Several IDF reserve soldiers have become the subject of a war crimes complaint submitted in the Netherlands against the background of the genocide case against Israel at the International Court of Justice (ICJ), after they traveled to The Hague to draw international attention to the crimes carried out by Hamas on October 7, a report said Sunday.

According to Channel 12, the reservists, who were released from fighting in Gaza in order to attend Friday’s ruling on South Africa’s case against Israel, gave a series of interviews to international media outlets in defense of the war against the Hamas terror group, as part of an effort by the DiploAct public diplomacy group.

After a social media post from one of the reservists came to light, in which he referenced the Amalekites — the biblical enemy of the ancient Israelites — in relation to Hamas, a complaint was lodged by a pro-Palestinian group with Dutch prosecutors for the reservists to be investigated, the report said.

“We will blot the memory of Amalek from under the skies, and we won’t forget,” he reportedly wrote, alongside a photo of himself in a destroyed building in Gaza.

A quote from Prime Minister Benjamin Netanyahu regarding the Amalekites was cited by the South African legal team in its genocide allegations against Israel two weeks ago.

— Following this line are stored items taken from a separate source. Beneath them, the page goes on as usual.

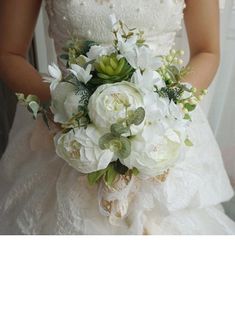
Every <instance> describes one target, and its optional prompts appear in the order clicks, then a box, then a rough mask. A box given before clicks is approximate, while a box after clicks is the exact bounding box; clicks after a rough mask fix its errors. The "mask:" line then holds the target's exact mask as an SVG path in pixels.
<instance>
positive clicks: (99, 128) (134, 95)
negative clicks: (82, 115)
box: [88, 81, 144, 134]
mask: <svg viewBox="0 0 235 318" xmlns="http://www.w3.org/2000/svg"><path fill="white" fill-rule="evenodd" d="M143 106H144V101H143V96H142V94H141V92H140V90H139V89H138V87H137V86H136V85H135V84H132V83H129V82H125V81H124V82H119V83H115V84H106V85H102V86H100V87H98V88H97V90H96V91H95V93H94V94H93V95H92V96H91V98H90V100H89V104H88V112H89V117H90V119H91V121H92V122H93V123H94V125H95V126H96V127H97V128H98V129H99V130H101V131H103V132H108V131H109V130H110V126H111V125H112V124H114V123H117V122H118V121H119V120H120V119H125V118H127V114H128V111H130V110H136V109H137V108H139V107H143ZM140 129H141V125H140V126H135V125H132V126H131V131H132V133H133V134H136V133H137V132H138V131H139V130H140Z"/></svg>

There are several accounts of, and references to, the Amalekites in the Bible, including an attack by the Amalekites on the Israelites in Exodus; a commandment to “Remember what Amalek did to you” in Deuteronomy; another commandment in Deuteronomy to “blot out the memory of Amalek,” interpreted to mean destroy the Amalekites; and the account of King Saul’s attack on and destruction of the Amalekites in Samuel I.

In response, the Prime Minister’s Office said that when Netanyahu used the biblical quotation “Remember what Amalek did to you,” he was using it as a way of describing the savage Hamas attack of October 7, and certainly not as a call for wanton killings. The PMO pointed out that the same phrase appears in a permanent exhibit at the Yad Vashem Holocaust museum, as well as at a memorial in The Hague itself for Dutch Jews murdered in the Holocaust.

“Obviously neither reference is an incitement to genocide of the German people,” the PMO said.

Judges and parties sit during a hearing at the International Court of Justice in The Hague, Netherlands, January 12, 2024. (AP Photo/Patrick Post)

The reservists were reportedly advised to lie low following the incident and have since returned to Israel, the report said.

In a statement, the IDF’s spokesperson’s unit said the reservists were “given standard instructions for this type of incident,” and added that they “returned on a pre-scheduled flight.”

The Foreign Ministry said it had updated the group about the complaint being filed, “as well as about the low probability of arrest,” adding that “there was no recommendation to bring forward their return to the country.”

On Friday, the ICJ decided 15-2 that there was “plausibility” to South Africa’s claims that Palestinians require protection from genocide. It alleged that numerous and highly inflammatory comments made by some senior Israeli officials could be interpreted as an endorsement of deliberately harming civilians, giving plausibility to South Africa’s allegations that Israel has “genocidal intent” against Palestinians in Gaza in the current conflict.

However, the court did not order Israel to call for an immediate unilateral ceasefire, which would have indicated that the court believes genocide is actively taking place.

The order repeated on several occasions that the decision was not a determination on the merits of South Africa’s allegations of genocide — that decision is expected to take years.